Records show that the implement began to be used about 5,000 years ago, although the Mungo Man remains from at least 43,000 years ago show severe osteoarthritis in the left elbow associated with the use of a woomera. It is still used today in some remote areas of Australia. Like spears and boomerangs, woomeras were traditionally used only by men. Some woomeras, especially those used in the central and western Australian deserts, were multi-purpose tools. Often shaped like long narrow bowls, they could be used for carrying water-soaked vegetable matter (which would not spill and could later be sucked for its moisture) as well as small food items such as little birds or seeds. Many woomeras had a sharp stone cutting edge called a tula adze attached to the end of the handle with black gum from the triodia plant. This sharp tool had many uses, such as cutting up game or other food and wood. It is supposed that the woomera could be used as a shield for protection against spears and boomerangs. The woomera is held in one hand while the other hand places the butt of the spear on the woomera's hook; the hollow curved shape facilitates this alignment without looking. The woomera effectively lengthens the thrower's arm, greatly increasing the velocity of the spear.

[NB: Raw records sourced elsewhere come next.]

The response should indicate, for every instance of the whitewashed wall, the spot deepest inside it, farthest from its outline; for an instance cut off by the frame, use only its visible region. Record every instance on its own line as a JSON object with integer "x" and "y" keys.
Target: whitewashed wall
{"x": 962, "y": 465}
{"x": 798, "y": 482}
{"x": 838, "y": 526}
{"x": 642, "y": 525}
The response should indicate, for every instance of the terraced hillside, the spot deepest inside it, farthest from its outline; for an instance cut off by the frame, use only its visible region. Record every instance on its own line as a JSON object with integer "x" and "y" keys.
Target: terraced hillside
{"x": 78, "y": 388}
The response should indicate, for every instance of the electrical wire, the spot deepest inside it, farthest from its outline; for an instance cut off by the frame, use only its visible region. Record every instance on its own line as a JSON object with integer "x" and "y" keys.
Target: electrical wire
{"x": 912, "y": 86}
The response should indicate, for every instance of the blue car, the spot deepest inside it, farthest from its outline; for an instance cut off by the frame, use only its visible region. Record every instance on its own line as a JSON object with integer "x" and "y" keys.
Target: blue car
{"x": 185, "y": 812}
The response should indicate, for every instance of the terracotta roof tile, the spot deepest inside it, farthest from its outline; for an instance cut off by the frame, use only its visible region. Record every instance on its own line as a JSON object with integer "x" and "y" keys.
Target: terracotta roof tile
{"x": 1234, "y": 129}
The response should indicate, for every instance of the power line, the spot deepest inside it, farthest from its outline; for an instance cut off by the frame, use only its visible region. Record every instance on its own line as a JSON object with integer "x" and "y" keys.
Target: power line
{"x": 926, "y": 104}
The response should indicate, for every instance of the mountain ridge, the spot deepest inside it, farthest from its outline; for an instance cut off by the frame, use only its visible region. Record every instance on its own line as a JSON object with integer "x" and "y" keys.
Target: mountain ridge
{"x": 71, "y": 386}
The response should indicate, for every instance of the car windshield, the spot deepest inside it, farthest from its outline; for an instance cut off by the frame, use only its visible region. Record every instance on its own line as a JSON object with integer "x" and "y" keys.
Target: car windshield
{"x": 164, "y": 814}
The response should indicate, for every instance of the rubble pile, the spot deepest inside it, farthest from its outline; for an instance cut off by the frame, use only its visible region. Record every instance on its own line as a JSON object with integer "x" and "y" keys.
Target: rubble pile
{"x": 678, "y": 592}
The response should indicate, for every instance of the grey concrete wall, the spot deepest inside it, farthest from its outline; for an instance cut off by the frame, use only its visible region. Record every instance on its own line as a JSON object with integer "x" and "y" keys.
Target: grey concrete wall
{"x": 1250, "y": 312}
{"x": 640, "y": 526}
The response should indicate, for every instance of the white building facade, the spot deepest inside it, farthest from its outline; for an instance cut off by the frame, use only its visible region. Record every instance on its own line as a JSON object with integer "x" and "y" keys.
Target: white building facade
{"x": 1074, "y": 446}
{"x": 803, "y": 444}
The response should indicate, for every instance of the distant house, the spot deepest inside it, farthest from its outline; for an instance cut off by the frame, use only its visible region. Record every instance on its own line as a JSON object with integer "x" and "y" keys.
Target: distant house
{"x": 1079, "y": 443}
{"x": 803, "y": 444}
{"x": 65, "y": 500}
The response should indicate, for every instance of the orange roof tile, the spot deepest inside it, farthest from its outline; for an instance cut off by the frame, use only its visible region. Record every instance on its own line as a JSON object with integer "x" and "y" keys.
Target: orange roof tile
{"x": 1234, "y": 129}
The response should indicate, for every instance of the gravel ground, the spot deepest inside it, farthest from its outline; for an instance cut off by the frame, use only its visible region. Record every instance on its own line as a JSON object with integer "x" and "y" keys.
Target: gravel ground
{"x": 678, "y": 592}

Correcting for the game animal's lateral dodging is accomplished by tilting the wing-shape woomera during the throw for last-second corrections. The kinetic energy of a spear launched from a woomera has been calculated as four times that of an arrow launched from a compound bow.

Different Aboriginal groups had different shapes and styles of woomera. For example, the woomera of the central desert tend to be very wide and slightly bowl-shaped whereas those of the Kimberley are flat, long and narrow.